There are currently around 75,000 children in care in England. These children will grow up seriously disadvantaged by their childhood experiences – despite government interventions.
Care leavers, for example, are six times more likely to enter the criminal justice system, are more likely to be homeless – and often have low levels of emotional well-being.
Children who have grown up in care are also more likely to struggle to pass exams, get a job, or to attend further and higher education – almost 40% of care leavers aged 19 to 21 are not in education, employment or training.
Many people who grow up in care have gaps in their childhood memories, not least unanswered questions such as “Why was I taken into care?” or “Where did I live?” And for many care leavers, accessing their care records can be part of a therapeutic process of coming to terms with the past.
But many care leavers who try to access records held by local authorities and charities often find their files are missing. And when people do receive their records, they have often been heavily redacted, or censored to remove any “third party information” – such as names of parents, siblings, family members and carers.
The power of the past
As part of our recent research, we worked with people who grew up in care to find out what it was like for them to access their care records. The MIRRA project, led by UCL with the Care Leaver’s Association and the charity Family Action, collected interview and focus group data from more than 80 care leavers, social workers and information managers working for local authorities and charities who look after children.
We found that accessing care records can play a significant role for care leavers – acting as a “paper self” long after they have left care. Care leaver Gina explained:
There came a point where I wanted to know where I’d been, I wanted to know who’d fostered me, because there was little chunks of my life missing, like where I’d gone to school? Did I have any friends? How long was I there?
Susan, who was in care in the 1970s and 1980s, told us why her records matter:
For the first time in my life, I was free. And it was all because of those records. It was very emotional. It was so important to me … it can put things away so that you can carry on with the rest of your life.
But our research also shows how the voices of children and young people who lived in care were often entirely missing from records. And this can cause significant distress and upset – as John-george explained:
One of the most profound things for me about the file is my lack of voice. It is totally stolen and words are put in your mouth, saying this is how you feel about certain occasions and certain people, and at times there’s conflict with what I believe.

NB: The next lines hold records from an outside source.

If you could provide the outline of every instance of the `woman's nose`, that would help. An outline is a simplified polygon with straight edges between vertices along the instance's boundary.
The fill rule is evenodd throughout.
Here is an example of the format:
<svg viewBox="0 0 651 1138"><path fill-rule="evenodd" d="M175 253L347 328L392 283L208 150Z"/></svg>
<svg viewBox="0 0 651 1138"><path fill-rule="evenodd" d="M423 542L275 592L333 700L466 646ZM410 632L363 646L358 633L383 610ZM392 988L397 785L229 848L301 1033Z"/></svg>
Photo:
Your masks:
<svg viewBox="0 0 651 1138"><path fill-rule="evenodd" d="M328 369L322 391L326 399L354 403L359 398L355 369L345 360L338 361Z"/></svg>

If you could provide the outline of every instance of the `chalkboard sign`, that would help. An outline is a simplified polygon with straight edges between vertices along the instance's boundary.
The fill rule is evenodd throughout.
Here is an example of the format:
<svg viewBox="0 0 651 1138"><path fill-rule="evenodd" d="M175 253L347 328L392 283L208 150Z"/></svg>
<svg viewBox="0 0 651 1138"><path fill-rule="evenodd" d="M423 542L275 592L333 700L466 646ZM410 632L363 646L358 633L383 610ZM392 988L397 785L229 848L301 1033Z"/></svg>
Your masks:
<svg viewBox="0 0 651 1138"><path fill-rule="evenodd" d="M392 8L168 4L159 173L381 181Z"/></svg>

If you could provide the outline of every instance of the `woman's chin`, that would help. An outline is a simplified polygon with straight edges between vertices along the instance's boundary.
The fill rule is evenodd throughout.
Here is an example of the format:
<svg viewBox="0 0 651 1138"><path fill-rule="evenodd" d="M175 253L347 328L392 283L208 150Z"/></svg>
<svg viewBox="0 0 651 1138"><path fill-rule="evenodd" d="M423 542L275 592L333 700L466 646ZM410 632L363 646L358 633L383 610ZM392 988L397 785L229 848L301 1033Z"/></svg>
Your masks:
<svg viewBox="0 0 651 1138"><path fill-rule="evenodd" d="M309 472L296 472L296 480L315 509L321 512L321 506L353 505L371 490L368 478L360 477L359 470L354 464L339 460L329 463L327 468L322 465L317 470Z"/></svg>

The voices, experiences and feelings of children and young people in care are rarely heard in their records. And they have few family or childhood photographs or stories that might answer their questions. All of which can have a huge impact on their sense of self later in life and the memories they have about their childhood.
Even if they are able to access their records, many care leavers are handed files rendered virtually meaningless by the thick black lines of redaction. Nor is there support or signposting to organisations that can help.
Care leaver Jackie explained how this can be deeply troubling, making people feel powerless, rejected and dehumanised:
There’s pieces of paper that are just blacked out, and there’s absolutely nothing on them. And then there’s other pieces of paper where there’s just a sentence in there. And I’m looking at it … and all it’s showing me is I’ve been rejected again.
A child’s voice
Care leavers have often had very difficult experiences as children, and making the transition into independent adult life can be tough. But our research highlights the vital role care records can play in helping care leavers to get a better understanding of their past.
Records can help care leavers to understand why they went into care. They may help them come to terms with what happened and to understand why they could not be looked after at home. But it can be traumatic to read care files. So instead of a culture of record-keeping for compliance, there needs to be a culture of caring record-keeping. Encouraging children in care to write about what they know about their life story can help to add their voice in the records. As can allowing them to keep personal memory objects, such as toys or photographs.
As our research highlights, care records must put the experiences of the child at the heart of the file – from what is written down in the first place, to how records are kept and stored, to how decisions are made about access. All of which can make a big difference to someone at what can be a very vulnerable time in their life.